What will define fully autonomous, self-driving cars?
The automotive industry has advertised and sold automatic, electric, smart, connected and digital vehicles. Now, most automotive producers are either testing or involved in tests concerning self-driving vehicles. It’s the next big thing. Experts are certain that the introduction and adoption of fully autonomous cars will occur very soon, but disagree on whether this means in five or ten years’ time.
Moreover, the different artificial intelligence platforms that will substitute human drivers will provide a range of different capabilities, features and even safety guarantees. At first cars, vehicles will be partially independent as, in some cases, they already are, but the end goal is to develop a fully autonomous car that requires no steering wheels and no human attention at all.
When will we know that we have definitively crossed the threshold from smart connected vehicles to fully autonomous vehicles?
What is a Self-Driving Car?
This area of inquiry has been tackled by SAE International, a global association of over 128,000 engineers and technical experts in the aerospace, automotive and commercial-vehicle industries, which has developed a common reference framework of definitions and classifications to harmonize the global ranking of autonomous and semi-autonomous vehicles.
SAE J3016 International Standard
The SAE J3016 International Standard identifies six levels of driving automation from “no automation” to “full automation,” in which levels 0-2 are characterized by the presence of a human driver who must still monitor the driving environment, while levels 3-5 describe a technology in which autonomous artificial intelligence systems are responsible for all driving and monitor activities.
SAE levels are characterised by increasing automation:
SAE Level 0 – No Automation
These are the traditional cars with which we grew up. Humans control all aspects of driving and road monitoring.
SAE Level 1 – Driver Assistance
This where we are today. Humans are still in charge of driving, but a variety of computer systems provide assistance with braking and navigating, as well as, in some cases, advanced steering and acceleration/deceleration features.
SAE Level 2 – Partial Automation
In level 2 systems, vehicle steering and speed are controlled by computerised systems, but human drivers controls all other aspects of driving.
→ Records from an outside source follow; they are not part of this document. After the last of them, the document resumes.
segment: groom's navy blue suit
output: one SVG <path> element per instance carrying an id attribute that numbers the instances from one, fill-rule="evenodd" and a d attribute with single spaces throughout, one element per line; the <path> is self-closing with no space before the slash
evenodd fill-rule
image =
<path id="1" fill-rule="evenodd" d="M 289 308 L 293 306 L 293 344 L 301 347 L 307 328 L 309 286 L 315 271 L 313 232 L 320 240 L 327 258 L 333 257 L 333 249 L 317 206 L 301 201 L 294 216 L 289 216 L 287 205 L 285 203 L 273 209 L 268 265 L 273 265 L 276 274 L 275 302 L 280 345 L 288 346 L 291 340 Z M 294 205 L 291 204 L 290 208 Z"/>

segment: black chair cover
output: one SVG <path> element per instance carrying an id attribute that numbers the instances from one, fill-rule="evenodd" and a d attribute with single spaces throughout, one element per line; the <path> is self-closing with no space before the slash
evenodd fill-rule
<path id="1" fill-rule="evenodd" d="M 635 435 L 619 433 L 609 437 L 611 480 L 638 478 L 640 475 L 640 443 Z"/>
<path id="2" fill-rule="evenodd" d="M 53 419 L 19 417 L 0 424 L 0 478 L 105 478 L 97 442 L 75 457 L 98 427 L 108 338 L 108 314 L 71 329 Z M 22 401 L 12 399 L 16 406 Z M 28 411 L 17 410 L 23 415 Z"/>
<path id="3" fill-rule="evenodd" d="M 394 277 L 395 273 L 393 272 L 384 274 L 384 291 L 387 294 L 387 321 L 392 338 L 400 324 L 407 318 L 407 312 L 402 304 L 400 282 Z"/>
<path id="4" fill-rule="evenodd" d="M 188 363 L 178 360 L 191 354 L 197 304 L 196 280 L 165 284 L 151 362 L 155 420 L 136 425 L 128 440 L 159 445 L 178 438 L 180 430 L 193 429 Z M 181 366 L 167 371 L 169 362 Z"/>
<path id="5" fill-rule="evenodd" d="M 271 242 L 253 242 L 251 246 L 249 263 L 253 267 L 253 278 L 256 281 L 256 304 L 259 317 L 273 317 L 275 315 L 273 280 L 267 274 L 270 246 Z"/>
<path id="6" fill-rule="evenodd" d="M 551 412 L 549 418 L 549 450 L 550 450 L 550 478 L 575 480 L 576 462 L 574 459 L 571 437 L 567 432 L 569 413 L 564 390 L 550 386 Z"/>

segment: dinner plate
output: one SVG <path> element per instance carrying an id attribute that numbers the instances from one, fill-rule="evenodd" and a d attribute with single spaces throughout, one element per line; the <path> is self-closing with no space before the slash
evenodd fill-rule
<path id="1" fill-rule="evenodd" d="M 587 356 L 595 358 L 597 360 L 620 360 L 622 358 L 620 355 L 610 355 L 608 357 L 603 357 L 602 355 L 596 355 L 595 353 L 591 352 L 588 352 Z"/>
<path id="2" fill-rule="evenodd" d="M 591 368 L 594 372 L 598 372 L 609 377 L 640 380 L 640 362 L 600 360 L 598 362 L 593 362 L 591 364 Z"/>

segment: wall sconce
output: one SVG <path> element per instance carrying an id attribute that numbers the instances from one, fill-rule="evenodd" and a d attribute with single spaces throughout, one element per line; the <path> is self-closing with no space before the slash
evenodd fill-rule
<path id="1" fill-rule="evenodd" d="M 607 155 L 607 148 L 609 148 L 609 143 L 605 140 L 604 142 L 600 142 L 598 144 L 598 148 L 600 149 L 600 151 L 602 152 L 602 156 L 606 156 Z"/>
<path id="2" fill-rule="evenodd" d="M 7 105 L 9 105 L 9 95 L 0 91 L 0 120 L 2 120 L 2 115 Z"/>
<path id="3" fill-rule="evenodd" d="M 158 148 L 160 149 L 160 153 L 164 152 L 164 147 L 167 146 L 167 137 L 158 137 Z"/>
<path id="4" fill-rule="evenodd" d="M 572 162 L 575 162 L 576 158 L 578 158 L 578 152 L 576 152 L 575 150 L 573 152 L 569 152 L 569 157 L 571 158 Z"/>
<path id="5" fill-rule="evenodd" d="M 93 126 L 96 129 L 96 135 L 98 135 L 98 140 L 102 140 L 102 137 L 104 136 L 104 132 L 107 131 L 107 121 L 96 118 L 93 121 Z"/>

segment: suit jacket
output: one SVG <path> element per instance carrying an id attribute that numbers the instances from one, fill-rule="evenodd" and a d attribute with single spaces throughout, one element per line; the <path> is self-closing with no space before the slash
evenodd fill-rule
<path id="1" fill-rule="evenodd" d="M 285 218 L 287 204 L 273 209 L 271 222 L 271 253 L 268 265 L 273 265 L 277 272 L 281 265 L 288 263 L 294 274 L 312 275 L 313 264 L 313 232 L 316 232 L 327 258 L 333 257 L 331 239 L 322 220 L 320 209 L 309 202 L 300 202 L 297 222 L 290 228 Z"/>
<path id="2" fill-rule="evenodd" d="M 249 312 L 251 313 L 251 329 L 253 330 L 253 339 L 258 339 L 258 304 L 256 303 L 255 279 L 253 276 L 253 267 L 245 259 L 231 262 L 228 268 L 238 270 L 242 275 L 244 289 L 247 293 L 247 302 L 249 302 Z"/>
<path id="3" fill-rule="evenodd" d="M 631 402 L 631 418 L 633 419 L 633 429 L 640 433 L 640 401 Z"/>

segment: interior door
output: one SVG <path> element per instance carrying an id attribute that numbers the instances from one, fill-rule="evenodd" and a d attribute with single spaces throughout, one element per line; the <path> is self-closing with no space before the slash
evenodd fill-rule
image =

SAE Level 3 – Partial Automation
At this level, vehicles are considered automated driving systems, which independently monitor the driving environment around them. This means that level 3 vehicles make independent decisions. Human drivers are still required, but they only need to monitor driving and take over in case of emergency.
Level 4 – High Automation
SAE describes Level 4 as “driving mode-specific performance by an automated driving system of all aspects of the dynamic driving task, even if a human driver does not respond appropriately to a request to intervene.” At this level, cars are expected to solve emergency situations, too, without human intervention.
Level 5 – Full Automation
At this level, no human control of the vehicle is necessary. This means that the vehicles are fully autonomous and do not require any pedals, steering wheels, or other mechanical control interfaces for human drivers.
Beyond the taxonomy developed by SAE, the future of self-driving cars will depend on the machine learning characteristics of the individual artificial intelligence platforms that operate the vehicles. The safest vehicles will not only be able to rely on big data banks to instantly crunch thousands – maybe millions – of similar cases and make real-time decisions, but will also rely on the vehicle’s own “accrued experiences,” which will continue to recursively feed the artificial intelligence platform.
The Future of Transport
There will come a day when even SAE level five vehicles will appear outdated. And this day may not be that far off. The continuous exponential progress of technology advances by leaps and bounds and we know that true innovation comes in breakthroughs, rather than through gradual steps.
However, the human factor always plays a crucial role in the adoption of all new technology. Governments will be called upon to introduce new legislation addressing driverless vehicles. And how soon will drivers (and passengers) feel comfortable with self-driving cars? Beyond technological know-how, the advent and very definition of driverless vehicles will be expedited or delayed by our own actions, fears and desires.